The top seven surfers included Santa Cruz's Peter Mel and Shane Desmond, Hawaii's Mark Healey, South Africa's Grant Baker and Chris Burtish and Greg Long from San Clemente. Burle took home a $5,000 prize from the event, which was sponsored by Jim Beam Bourbon. The championship was not Burle's first time making big wave surfing history. He also won the first big wave contest at Todos Santos in 1998. Linden was unable to find sponsorship to make the four-stop tour a reality in the years that followed, but after more than a decade of big dreams and hard work, Linden pulled off the tour this year during a historic El Nino season, which saw some of the biggest swells in a decade.

Burle was humble in accepting the award, telling the crowd, "What I'm getting tonight doesn't belong to me. It's not mine, it's not ours. It belongs to the sport."

The tour marks a significant step toward professionalizing the sport, allowing new opportunities for big wave surfers to compete on a regular basis. "We are making history," Burle told the crowd. "Keep raising the bar," he asked of his friends. "What we do is the biggest and most stressful thing in the world. I'm so happy at the age of 42 to paddle with you guys."

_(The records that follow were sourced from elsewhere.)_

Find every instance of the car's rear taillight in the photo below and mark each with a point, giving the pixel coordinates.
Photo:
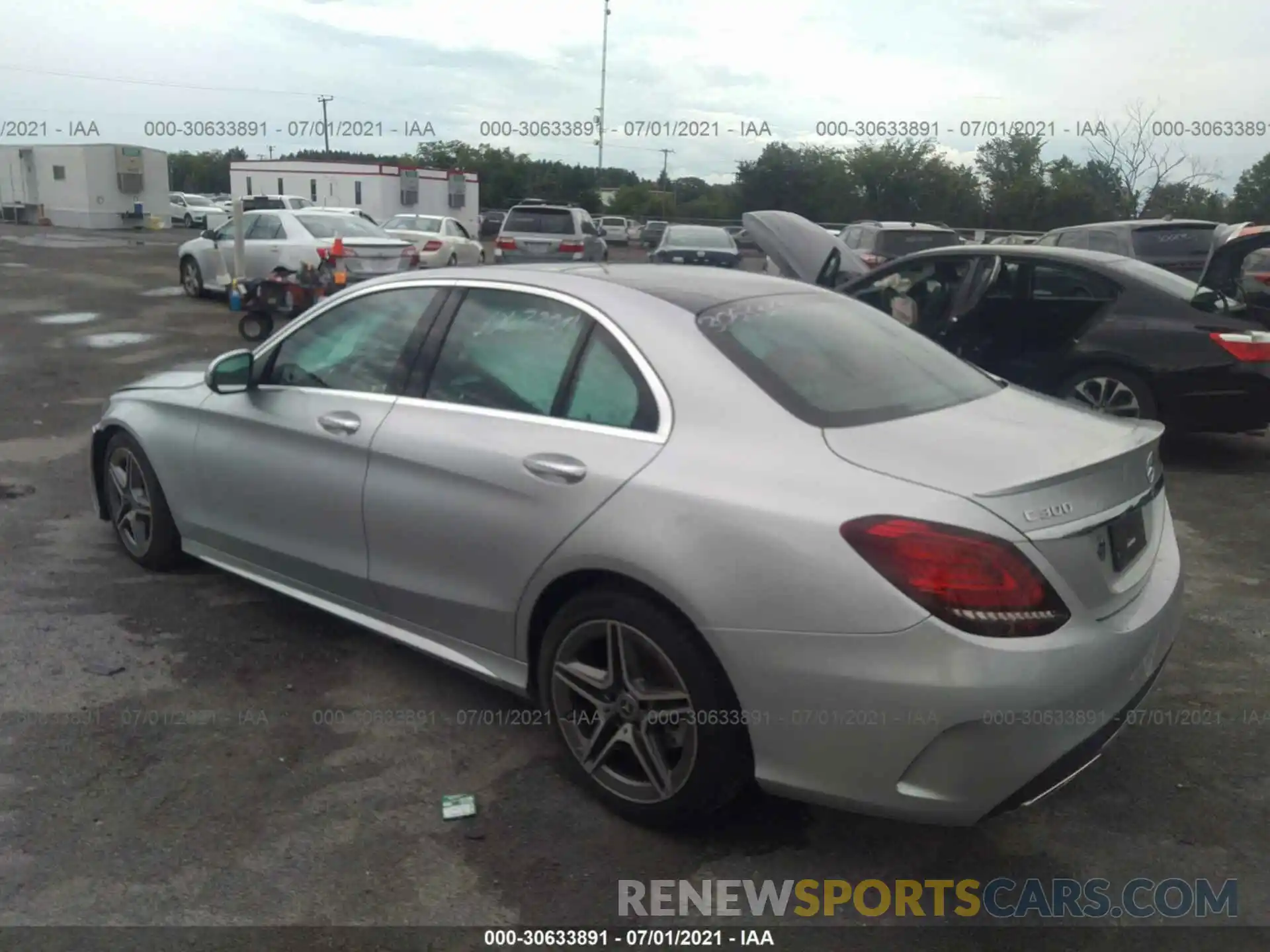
(1253, 347)
(974, 582)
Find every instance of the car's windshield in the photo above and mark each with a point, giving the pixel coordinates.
(1174, 241)
(836, 362)
(689, 237)
(339, 226)
(902, 241)
(542, 221)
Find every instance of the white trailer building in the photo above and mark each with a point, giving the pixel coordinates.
(380, 190)
(95, 186)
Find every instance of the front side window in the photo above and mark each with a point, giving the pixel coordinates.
(609, 389)
(1053, 281)
(265, 227)
(359, 346)
(917, 292)
(832, 362)
(507, 350)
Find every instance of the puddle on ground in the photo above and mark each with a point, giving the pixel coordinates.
(64, 241)
(77, 317)
(102, 342)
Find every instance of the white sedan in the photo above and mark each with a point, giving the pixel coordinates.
(441, 241)
(192, 210)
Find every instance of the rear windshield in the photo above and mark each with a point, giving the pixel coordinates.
(339, 226)
(698, 238)
(898, 241)
(1174, 241)
(836, 362)
(542, 221)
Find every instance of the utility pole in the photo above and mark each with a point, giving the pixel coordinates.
(603, 78)
(325, 126)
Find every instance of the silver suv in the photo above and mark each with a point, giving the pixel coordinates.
(549, 233)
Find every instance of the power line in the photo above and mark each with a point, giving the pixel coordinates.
(157, 83)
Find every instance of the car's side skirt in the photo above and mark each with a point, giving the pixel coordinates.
(488, 666)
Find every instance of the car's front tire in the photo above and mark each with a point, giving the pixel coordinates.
(1111, 390)
(643, 707)
(190, 277)
(138, 507)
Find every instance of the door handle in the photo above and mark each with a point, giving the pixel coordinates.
(341, 422)
(556, 467)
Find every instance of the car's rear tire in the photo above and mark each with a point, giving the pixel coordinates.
(190, 277)
(673, 746)
(138, 506)
(1111, 390)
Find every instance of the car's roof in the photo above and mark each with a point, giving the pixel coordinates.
(1137, 223)
(691, 288)
(908, 225)
(1064, 254)
(540, 206)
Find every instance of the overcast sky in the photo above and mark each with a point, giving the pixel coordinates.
(790, 65)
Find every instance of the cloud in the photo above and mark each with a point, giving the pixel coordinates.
(954, 63)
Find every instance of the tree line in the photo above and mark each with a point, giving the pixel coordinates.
(1127, 173)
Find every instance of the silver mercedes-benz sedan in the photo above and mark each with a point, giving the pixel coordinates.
(723, 526)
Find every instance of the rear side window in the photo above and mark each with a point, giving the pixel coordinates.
(836, 362)
(1170, 241)
(898, 241)
(541, 221)
(609, 389)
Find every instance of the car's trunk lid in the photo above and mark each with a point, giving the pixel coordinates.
(375, 255)
(1074, 483)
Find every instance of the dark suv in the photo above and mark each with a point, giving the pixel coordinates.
(879, 241)
(1177, 245)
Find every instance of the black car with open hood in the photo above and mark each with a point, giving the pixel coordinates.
(1101, 331)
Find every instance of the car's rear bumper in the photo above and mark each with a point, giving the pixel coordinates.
(1235, 399)
(939, 727)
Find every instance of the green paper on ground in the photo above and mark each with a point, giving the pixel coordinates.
(458, 805)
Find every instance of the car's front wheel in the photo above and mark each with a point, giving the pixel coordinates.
(190, 277)
(1111, 390)
(138, 506)
(643, 707)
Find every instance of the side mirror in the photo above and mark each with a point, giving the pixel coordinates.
(230, 374)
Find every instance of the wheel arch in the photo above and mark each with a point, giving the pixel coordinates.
(573, 583)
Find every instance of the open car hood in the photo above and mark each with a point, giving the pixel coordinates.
(802, 249)
(1231, 245)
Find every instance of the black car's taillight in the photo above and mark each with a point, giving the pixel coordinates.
(974, 582)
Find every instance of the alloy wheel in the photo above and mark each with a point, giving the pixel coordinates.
(625, 711)
(128, 500)
(1107, 395)
(190, 280)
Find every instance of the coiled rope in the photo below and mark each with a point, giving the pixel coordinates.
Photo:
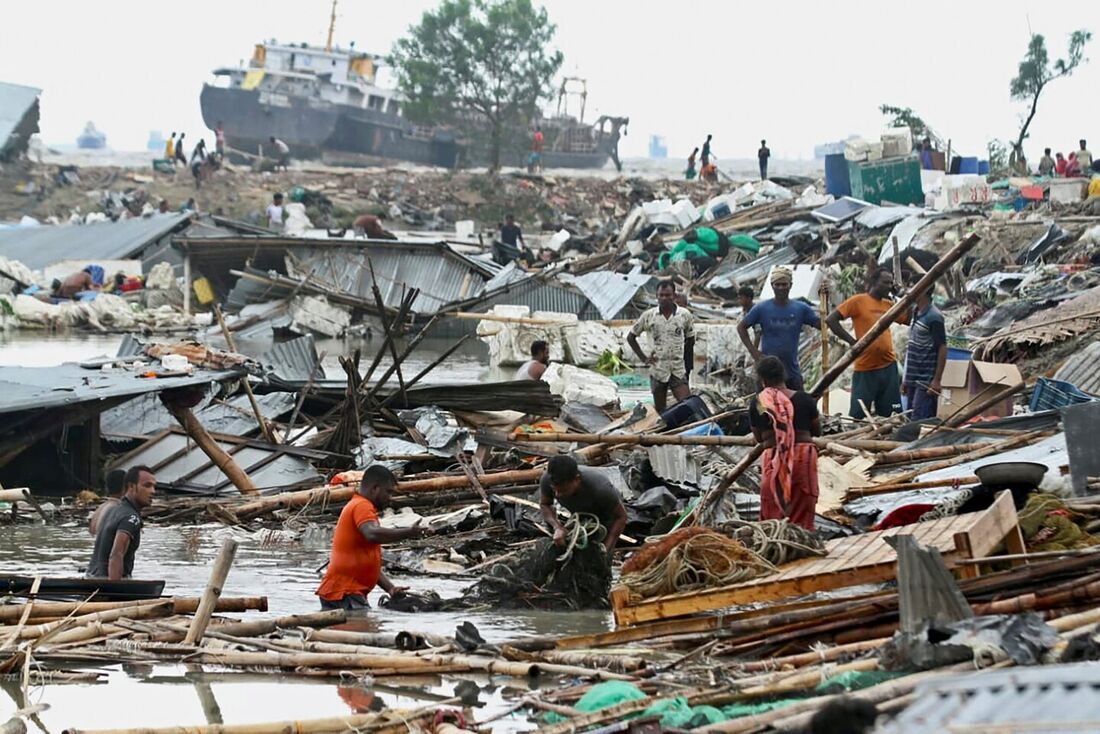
(700, 558)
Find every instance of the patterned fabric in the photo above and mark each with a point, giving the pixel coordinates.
(780, 411)
(669, 336)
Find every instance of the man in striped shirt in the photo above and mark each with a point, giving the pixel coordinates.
(925, 358)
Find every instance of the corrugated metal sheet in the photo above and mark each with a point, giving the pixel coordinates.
(673, 463)
(1081, 370)
(611, 292)
(15, 101)
(293, 361)
(752, 270)
(442, 275)
(180, 466)
(30, 389)
(146, 415)
(1046, 699)
(39, 247)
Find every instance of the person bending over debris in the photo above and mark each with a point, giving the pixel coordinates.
(118, 533)
(875, 382)
(276, 214)
(371, 226)
(534, 368)
(580, 490)
(89, 278)
(785, 422)
(355, 565)
(510, 233)
(116, 484)
(672, 329)
(780, 320)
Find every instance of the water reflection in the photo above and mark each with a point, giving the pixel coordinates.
(285, 571)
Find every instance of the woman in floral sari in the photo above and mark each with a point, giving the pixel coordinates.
(785, 422)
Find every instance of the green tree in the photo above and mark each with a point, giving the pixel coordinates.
(486, 58)
(904, 117)
(1035, 73)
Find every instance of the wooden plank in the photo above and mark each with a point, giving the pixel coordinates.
(851, 561)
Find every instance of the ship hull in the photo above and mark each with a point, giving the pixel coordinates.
(315, 129)
(348, 135)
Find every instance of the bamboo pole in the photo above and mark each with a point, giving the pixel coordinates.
(343, 493)
(212, 592)
(818, 656)
(914, 456)
(149, 610)
(955, 481)
(823, 314)
(664, 439)
(396, 721)
(989, 449)
(883, 324)
(999, 396)
(179, 605)
(217, 455)
(397, 661)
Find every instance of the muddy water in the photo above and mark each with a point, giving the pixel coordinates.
(282, 568)
(279, 567)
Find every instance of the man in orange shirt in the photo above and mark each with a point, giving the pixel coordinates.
(355, 566)
(876, 382)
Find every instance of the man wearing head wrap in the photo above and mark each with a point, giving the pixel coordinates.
(780, 320)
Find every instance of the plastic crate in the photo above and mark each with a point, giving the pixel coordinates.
(1052, 394)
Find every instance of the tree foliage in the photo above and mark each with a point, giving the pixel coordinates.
(486, 58)
(1035, 72)
(904, 117)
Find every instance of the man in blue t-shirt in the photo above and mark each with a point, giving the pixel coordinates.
(925, 358)
(780, 320)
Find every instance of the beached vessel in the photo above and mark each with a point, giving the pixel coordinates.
(327, 102)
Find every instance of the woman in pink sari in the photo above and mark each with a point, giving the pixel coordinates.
(785, 422)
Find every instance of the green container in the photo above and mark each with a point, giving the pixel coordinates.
(894, 181)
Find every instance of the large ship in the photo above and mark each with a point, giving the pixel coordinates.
(326, 102)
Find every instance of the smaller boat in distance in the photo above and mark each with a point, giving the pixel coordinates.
(91, 139)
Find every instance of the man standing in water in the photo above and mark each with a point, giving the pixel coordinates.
(875, 383)
(672, 329)
(580, 490)
(534, 368)
(762, 156)
(355, 565)
(781, 321)
(118, 534)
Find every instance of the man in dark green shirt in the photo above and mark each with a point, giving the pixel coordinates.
(580, 490)
(119, 532)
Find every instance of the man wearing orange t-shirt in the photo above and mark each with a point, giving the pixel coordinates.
(876, 382)
(355, 566)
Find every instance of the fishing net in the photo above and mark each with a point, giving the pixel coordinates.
(776, 540)
(692, 558)
(549, 577)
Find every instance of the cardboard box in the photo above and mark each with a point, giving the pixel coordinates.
(969, 382)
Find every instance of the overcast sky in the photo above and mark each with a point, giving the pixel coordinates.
(795, 73)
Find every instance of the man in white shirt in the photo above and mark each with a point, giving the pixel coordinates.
(276, 214)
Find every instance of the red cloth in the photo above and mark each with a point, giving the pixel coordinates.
(800, 510)
(903, 515)
(355, 563)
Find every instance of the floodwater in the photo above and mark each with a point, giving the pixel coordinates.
(284, 570)
(278, 566)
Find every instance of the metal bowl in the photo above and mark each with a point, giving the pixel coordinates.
(1012, 472)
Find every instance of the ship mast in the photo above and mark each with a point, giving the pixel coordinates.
(332, 26)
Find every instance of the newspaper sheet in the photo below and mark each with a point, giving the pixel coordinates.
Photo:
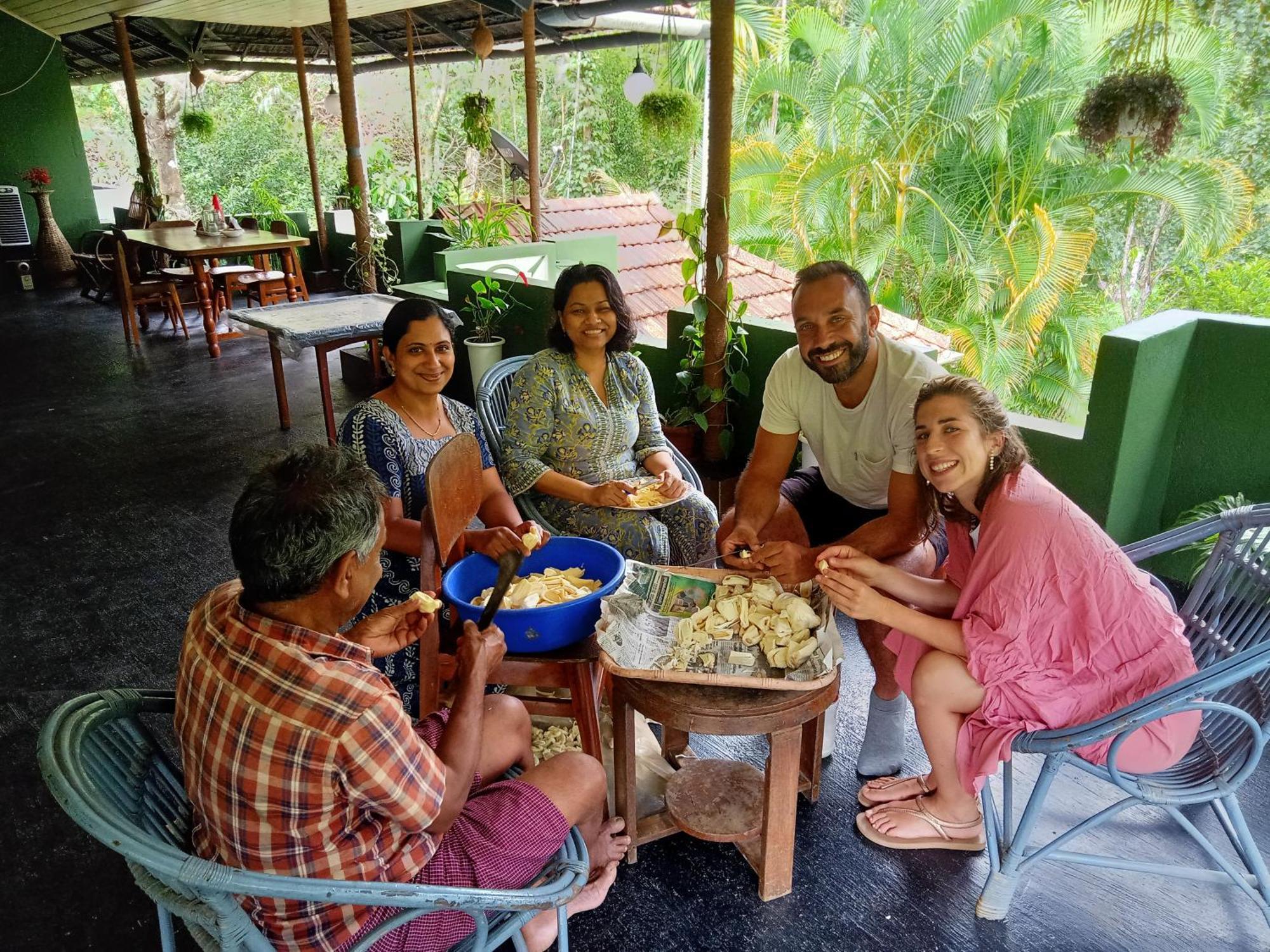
(637, 626)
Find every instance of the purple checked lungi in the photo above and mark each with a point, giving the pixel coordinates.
(502, 840)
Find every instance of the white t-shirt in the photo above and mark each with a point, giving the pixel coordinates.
(858, 449)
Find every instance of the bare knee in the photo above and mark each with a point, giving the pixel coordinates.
(944, 681)
(919, 560)
(506, 717)
(576, 783)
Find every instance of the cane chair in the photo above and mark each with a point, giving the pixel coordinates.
(495, 395)
(111, 775)
(1227, 621)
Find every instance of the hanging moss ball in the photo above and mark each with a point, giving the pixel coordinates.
(1140, 103)
(670, 117)
(197, 124)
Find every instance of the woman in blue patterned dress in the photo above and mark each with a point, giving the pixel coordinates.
(582, 422)
(397, 433)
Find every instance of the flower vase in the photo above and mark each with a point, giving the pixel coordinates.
(483, 355)
(53, 251)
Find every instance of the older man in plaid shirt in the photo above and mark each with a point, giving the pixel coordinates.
(300, 761)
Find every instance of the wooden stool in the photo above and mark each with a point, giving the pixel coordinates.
(721, 800)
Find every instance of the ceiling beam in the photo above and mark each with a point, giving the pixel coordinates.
(603, 43)
(512, 10)
(150, 36)
(445, 30)
(196, 44)
(373, 41)
(91, 56)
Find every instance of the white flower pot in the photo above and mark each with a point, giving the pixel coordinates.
(483, 356)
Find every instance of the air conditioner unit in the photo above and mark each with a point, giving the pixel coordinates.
(13, 221)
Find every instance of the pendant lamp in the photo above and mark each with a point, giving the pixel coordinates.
(639, 84)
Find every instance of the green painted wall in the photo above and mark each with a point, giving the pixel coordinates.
(1177, 418)
(41, 129)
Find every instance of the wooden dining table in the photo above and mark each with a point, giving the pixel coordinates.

Said Linden after the ceremony: "The first phase of the dream is complete. But to relax is momentary. I'll never relax. We have more work to do. Now we have to keep it going. We created something, now we have to build it into what we want it to be and that's going to be the real work -- maintaining."

While sponsorship has traditionally been an obstacle, this year Linden realized that his field of dreams would have to be built first before money came in. "I realized that I didn't need sponsorship to build a product -- once I had a product I could attract sponsors."

The tour has no official sponsors  for the 2010 season, but the surfers are not deterred as they prepare for the first contest in Chile, the waiting period for which lasts from April 1 to May 31.